A US senator has said that she was raped by a superior officer while serving in the Air Force.
Senator Martha McSally, who was the first female US fighter pilot to fly in combat, was speaking at a hearing on sex assaults in the military.
The Arizona Republican said she did not report the rape as she felt ashamed and confused, and distrusted the system.
In 2017 nearly 6,800 sexual assaults were reported in the US military, a 10percent rise on the previous year.
Ms McSally, 52, was speaking on Wednesday during a hearing of the Senate Armed Services subcommittee featuring victims of sexual assault.
“The criminal actions reported today by Senator McSally violate every part of what it means to be an Airman,” an Air Force spokeswoman said in a statement in response to her testimony.
“We are appalled and deeply sorry for what Senator McSally experienced and we stand behind her and all victims of sexual assault.”
What did she say?
Ms McSally said she hoped to give sexual assault survivors hope by revealing her experience.
“Like you, I also am a military sexual assault survivor, but unlike so many brave survivors, I didn’t report being sexually assaulted. Like so many women and men, I didn’t trust the system at the time,” she said.
“I blamed myself. I was ashamed and confused,” she said. “The perpetrators abused their position of power in profound ways.
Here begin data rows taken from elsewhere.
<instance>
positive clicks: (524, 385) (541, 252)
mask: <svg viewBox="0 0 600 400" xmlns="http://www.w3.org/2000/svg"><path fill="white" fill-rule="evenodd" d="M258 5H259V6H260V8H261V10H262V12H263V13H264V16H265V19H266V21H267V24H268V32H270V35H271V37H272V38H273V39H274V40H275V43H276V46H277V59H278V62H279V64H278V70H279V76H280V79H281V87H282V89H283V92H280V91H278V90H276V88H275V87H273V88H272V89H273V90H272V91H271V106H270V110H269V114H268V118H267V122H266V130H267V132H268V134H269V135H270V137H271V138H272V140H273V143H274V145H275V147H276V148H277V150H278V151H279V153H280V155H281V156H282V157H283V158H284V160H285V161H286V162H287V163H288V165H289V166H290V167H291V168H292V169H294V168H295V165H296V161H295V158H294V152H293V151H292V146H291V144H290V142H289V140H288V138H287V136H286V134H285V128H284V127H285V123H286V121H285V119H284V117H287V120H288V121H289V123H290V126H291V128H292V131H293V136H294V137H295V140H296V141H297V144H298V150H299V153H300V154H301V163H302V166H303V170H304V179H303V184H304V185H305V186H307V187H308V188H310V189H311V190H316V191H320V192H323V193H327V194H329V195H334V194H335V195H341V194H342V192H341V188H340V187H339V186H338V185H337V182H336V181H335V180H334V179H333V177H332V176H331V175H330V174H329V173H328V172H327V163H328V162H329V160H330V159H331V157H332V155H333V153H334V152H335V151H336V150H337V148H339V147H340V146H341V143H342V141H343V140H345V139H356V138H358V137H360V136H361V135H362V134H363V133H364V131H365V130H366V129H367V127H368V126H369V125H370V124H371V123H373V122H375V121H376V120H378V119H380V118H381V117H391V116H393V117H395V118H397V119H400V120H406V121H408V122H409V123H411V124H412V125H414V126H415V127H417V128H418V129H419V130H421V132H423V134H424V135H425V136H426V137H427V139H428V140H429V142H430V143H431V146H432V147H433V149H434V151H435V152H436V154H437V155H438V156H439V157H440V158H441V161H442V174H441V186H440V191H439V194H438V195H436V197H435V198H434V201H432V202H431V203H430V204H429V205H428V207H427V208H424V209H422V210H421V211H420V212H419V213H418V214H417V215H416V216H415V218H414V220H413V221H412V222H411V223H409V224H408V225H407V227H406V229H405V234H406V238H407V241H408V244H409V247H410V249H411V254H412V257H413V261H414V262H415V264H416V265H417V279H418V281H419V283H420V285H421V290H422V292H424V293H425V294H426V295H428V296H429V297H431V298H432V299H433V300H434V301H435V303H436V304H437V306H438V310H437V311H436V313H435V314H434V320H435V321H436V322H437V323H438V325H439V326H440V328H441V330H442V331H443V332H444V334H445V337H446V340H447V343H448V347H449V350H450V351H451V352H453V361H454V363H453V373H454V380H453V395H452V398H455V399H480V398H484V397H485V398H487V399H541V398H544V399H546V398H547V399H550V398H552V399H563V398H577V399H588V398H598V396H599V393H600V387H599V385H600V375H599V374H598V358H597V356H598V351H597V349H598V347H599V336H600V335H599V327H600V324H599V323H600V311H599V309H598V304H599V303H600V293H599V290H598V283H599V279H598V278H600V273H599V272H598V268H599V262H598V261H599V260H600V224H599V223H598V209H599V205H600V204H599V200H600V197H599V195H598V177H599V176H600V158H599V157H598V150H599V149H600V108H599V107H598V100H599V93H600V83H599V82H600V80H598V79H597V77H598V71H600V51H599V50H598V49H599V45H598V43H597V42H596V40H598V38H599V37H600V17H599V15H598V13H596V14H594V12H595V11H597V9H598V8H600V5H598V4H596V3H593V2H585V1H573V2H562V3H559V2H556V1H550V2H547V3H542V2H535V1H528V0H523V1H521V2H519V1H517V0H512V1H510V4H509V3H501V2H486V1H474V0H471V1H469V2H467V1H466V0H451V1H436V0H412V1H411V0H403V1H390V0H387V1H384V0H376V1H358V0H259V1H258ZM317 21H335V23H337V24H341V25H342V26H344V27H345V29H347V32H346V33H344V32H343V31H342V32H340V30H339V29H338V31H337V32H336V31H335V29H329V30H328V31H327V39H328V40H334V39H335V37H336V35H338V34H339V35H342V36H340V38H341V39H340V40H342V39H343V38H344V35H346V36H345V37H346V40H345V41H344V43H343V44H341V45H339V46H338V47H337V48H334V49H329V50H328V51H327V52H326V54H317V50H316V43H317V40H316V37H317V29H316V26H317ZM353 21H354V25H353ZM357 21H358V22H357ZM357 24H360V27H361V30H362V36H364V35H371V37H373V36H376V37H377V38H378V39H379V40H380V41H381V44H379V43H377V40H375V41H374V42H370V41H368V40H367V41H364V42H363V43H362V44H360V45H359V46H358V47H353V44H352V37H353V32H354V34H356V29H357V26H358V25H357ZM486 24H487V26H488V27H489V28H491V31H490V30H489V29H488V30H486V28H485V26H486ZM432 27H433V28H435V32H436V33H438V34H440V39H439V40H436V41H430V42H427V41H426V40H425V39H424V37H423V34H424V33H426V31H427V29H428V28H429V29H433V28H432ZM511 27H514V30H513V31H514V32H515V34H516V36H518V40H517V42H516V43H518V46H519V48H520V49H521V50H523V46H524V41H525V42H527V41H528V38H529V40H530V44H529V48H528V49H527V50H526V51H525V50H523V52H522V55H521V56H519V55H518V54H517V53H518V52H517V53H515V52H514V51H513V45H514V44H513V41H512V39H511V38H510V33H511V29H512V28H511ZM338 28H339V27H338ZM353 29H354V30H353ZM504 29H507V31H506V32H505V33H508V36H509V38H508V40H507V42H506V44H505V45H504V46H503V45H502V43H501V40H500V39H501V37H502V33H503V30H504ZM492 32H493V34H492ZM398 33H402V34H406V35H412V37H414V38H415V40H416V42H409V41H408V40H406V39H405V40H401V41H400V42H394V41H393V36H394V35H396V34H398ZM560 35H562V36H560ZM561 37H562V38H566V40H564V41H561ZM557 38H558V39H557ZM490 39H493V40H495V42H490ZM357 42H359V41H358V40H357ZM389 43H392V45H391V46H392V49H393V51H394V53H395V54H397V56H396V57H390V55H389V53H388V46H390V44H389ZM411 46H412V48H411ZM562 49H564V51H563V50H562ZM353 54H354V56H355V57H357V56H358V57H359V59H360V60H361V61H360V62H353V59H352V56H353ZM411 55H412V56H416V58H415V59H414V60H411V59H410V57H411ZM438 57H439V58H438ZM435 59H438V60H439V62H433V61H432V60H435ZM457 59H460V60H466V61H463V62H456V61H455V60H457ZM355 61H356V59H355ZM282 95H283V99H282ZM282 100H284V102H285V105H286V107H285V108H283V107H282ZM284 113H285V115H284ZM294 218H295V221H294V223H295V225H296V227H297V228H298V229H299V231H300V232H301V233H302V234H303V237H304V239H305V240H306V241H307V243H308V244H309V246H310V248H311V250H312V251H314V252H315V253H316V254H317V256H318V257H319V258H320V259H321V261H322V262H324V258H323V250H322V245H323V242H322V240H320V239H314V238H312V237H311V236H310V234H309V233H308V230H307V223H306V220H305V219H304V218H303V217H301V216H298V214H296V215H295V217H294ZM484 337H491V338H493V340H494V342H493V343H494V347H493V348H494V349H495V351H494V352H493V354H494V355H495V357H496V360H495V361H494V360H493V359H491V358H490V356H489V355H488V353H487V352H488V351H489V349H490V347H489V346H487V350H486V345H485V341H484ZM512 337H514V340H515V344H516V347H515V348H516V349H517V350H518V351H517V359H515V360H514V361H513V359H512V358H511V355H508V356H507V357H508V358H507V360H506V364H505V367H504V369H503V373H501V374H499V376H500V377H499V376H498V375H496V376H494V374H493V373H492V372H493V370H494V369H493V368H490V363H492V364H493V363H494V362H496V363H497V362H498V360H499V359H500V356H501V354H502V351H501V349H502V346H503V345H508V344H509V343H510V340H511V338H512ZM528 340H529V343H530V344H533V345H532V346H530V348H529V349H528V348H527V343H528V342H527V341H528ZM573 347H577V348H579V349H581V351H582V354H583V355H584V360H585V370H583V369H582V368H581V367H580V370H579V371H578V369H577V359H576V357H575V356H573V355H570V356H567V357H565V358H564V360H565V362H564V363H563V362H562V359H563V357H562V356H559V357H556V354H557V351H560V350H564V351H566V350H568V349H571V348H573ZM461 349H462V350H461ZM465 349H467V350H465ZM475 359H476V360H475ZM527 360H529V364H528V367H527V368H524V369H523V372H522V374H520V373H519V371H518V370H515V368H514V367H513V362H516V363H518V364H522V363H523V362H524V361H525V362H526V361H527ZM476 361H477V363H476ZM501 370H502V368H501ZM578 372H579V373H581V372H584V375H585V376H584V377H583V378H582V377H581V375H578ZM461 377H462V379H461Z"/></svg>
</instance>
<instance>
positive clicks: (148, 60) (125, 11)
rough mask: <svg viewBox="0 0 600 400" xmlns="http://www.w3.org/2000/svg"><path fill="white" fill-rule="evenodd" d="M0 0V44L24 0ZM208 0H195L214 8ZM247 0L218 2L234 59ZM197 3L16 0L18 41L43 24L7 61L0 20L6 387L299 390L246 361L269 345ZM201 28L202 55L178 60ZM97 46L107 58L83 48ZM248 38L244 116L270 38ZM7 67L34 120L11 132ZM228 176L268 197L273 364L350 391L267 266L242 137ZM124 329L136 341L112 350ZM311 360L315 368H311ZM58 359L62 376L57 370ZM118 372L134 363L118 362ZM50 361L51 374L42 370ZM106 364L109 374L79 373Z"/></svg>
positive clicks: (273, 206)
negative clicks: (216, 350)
In one case I was preyed upon and raped by a superior officer.”
Ms McSally said she attempted years later to share her experiences with senior officers but met with “wholly inadequate responses”.
“I almost separated from the Air Force at 18 years of service over my despair,” she said. “Like many victims, I felt like the system was raping me all over again.”
Senator Kristen Gillibrand of New York, the top ranking Democrat on the committee, said she was “deeply affected by that testimony”.